The same month, the Nigerian state-run company signed a similar deal worth $1 billion with Elf Petroleum Nigeria Limited
An official statement from the Ministry of Petroleum Resources made available to our correspondent quoted Ajumogobia, saying no specific authorisation is required from the Presidency before the licence could be renewed.
“Chevron and Shell are still in negotiations with the Federal Government...over the renewal of their expired licences,” Ajumogobia stressed.
But Ajumogobia, who confirmed that no agreement has been reached, added that the Minister of Petroleum Resources has the power to renew the lease without necessarilly waiting for authorisation from the President.
“The Minister of Petroleum Resources has the full authority under extant laws to renew leases and licences,” the statement said.
But Sunmonu, who doubled as Managing Director of Shell in Nigeria, while presenting the company’s brief notes to journalists in Lagos, said: “I am as anxious as you are on that (oil lease renewal). During my discussion with the Minister of Petroleum Resources, Mrs. Diezani Alison-Madueke, she told me that the issue is on her agenda. She has granted me two to three meetings with her on this.”
Royal Dutch Shell, it would be recalled, declared that it has lost confidence on its operations in Nigeria, maintaining that it no longer depends on the country for growth in its oil and gas output.
Chief Executive of the oil giant, Peter Voser, who stated this in comments posted on the company’s website, maintained that “Shell staff in Nigeria are doing a great job in this very difficult environment.” This new stance by Shell is, in the main time, fuelling insinuation of a halt to new oil investments by the oil giant in Nigeria.
Nigeria, Voser said, “is still a heartland for Shell, but we no longer depend on it for our growth aspirations.”
This new stance, he continued, “gives us more flexibility in deciding when and how to develop oil and gas resources in Nigeria.”
Shell, which has been the dominant force in Nigeria’s oil industry for decades, may be looking to dramatically reduce its presence in the country.
It is seeking buyers for 10 of its Nigerian onshore oil producing assets worth between $4 billion and $5 billion in total, people familiar with the matter told the Wall Street Journal last month. China National Petroleum Corp. has been reported as a possible buyer.
Violence, kidnapping and sabotage attacks on infrastructure in Nigeria’s oil producing areas have hampered Shell’s operations for years.

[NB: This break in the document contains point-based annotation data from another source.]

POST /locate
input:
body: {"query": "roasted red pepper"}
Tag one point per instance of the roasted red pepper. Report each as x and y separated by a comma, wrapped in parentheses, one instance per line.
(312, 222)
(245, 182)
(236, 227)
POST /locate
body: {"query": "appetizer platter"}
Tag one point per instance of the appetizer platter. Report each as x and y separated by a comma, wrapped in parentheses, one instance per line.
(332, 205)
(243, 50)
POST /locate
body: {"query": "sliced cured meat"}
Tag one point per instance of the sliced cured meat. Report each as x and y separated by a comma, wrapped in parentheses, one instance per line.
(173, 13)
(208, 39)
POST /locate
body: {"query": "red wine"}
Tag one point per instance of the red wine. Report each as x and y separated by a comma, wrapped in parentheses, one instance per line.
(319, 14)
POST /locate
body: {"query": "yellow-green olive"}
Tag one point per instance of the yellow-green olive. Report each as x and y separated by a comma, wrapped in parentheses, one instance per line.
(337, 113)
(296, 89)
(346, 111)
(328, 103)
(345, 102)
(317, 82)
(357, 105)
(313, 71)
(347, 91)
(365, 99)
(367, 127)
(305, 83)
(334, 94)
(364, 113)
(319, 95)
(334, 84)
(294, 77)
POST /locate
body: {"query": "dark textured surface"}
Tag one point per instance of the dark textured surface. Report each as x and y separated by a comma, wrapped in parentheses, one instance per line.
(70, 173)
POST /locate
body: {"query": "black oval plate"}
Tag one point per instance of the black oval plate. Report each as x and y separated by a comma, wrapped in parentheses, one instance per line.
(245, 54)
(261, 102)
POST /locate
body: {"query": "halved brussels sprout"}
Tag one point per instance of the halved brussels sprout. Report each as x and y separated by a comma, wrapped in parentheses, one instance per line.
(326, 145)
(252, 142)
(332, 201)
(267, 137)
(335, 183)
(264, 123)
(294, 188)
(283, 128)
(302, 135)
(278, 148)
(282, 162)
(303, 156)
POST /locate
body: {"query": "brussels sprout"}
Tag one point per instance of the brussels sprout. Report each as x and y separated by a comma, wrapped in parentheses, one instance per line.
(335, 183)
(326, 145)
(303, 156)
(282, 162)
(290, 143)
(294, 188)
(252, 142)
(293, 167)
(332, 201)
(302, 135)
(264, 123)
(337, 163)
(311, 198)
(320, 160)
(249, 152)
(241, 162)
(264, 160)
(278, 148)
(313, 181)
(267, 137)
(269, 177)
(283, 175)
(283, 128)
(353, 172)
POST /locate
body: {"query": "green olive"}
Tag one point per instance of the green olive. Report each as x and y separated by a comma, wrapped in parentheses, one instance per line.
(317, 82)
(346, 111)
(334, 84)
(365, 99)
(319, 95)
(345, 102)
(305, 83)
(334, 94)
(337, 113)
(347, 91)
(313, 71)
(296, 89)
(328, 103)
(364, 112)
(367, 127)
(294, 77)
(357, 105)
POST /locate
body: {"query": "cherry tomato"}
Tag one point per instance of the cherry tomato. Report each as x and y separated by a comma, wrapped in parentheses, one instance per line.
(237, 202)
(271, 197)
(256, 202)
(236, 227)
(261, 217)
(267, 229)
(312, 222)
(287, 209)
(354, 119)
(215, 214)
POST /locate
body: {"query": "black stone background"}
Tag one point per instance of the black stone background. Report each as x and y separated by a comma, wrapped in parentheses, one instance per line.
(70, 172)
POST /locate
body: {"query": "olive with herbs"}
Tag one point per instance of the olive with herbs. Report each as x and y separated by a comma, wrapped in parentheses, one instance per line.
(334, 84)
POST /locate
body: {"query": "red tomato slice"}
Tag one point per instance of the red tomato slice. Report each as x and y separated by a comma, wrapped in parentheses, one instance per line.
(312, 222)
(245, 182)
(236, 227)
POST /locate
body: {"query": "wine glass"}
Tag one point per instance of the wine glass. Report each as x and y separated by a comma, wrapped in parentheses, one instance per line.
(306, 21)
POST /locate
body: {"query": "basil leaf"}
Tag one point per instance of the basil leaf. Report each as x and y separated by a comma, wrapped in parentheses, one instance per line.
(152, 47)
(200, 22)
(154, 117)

“Shell staff in Nigeria are doing a great job in this very difficult environment,” Voser said. “During 2009 sabotage and attacks on installations of the Shell Petroleum Development Corporation of Nigeria have again reduced production levels,” and delayed a scheme to reduce gas flaring, he said.
Voser said in October that Shell’s Nigerian oil output was down to 120,000 barrels per day from 300,000 barrels per day before the violence started.

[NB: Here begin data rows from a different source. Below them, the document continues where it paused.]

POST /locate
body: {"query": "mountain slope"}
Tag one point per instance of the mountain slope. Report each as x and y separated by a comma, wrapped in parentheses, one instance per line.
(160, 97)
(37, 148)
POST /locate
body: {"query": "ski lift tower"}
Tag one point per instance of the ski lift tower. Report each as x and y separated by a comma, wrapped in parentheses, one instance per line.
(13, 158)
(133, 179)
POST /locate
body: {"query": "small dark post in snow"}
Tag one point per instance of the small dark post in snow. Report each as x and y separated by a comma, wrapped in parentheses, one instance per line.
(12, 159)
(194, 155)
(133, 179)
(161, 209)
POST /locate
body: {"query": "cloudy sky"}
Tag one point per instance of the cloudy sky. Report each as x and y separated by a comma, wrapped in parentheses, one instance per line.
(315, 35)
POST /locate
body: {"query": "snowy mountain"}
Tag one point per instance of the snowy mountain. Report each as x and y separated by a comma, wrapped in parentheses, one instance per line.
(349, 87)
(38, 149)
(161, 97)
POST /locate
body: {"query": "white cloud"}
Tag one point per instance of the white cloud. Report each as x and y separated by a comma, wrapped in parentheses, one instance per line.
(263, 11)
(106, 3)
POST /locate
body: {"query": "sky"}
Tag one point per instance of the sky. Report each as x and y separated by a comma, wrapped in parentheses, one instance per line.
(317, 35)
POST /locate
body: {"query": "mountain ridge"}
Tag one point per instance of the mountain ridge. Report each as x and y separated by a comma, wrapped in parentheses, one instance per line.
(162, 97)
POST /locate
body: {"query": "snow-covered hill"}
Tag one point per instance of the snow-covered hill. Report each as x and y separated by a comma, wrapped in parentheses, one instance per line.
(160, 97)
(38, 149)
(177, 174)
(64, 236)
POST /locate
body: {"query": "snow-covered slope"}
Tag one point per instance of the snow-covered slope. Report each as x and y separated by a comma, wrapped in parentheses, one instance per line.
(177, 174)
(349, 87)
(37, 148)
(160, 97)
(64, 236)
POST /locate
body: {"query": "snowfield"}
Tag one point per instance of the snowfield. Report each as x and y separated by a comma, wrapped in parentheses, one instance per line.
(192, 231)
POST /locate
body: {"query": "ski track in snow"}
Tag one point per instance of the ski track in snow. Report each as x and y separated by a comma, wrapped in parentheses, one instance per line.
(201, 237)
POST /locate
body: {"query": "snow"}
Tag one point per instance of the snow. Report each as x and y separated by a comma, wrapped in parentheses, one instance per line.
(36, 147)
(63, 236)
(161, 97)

Following the amnesty, oil production levels did improve toward the end of the year and its liquefied natural gas business is performing well, Voser noted.
Shell’s output growth in the coming years will be driven by more unconventional energy projects, notably large LNG and gas-to-liquids developments approaching completion in Qatar.
Shell has new developments with a combined output of around one million barrels equivalent of oil and gas per day under construction, although much of this will offset natural output decline in other assets.
These technology driven projects require massive capital expenditure and Voser warned of a looming oil supply crunch if investment in the wider industry does not rebound from a big drop in 2009.
“We’ve seen a worldwide drop in upstream oil and gas investment of some 20%. And for alternative energies the drop is even steeper, around 40%,” he said. “Governments and industry must work together to get back to higher investment levels. Otherwise, we run a risk of a supply-demand imbalance in a few years time.”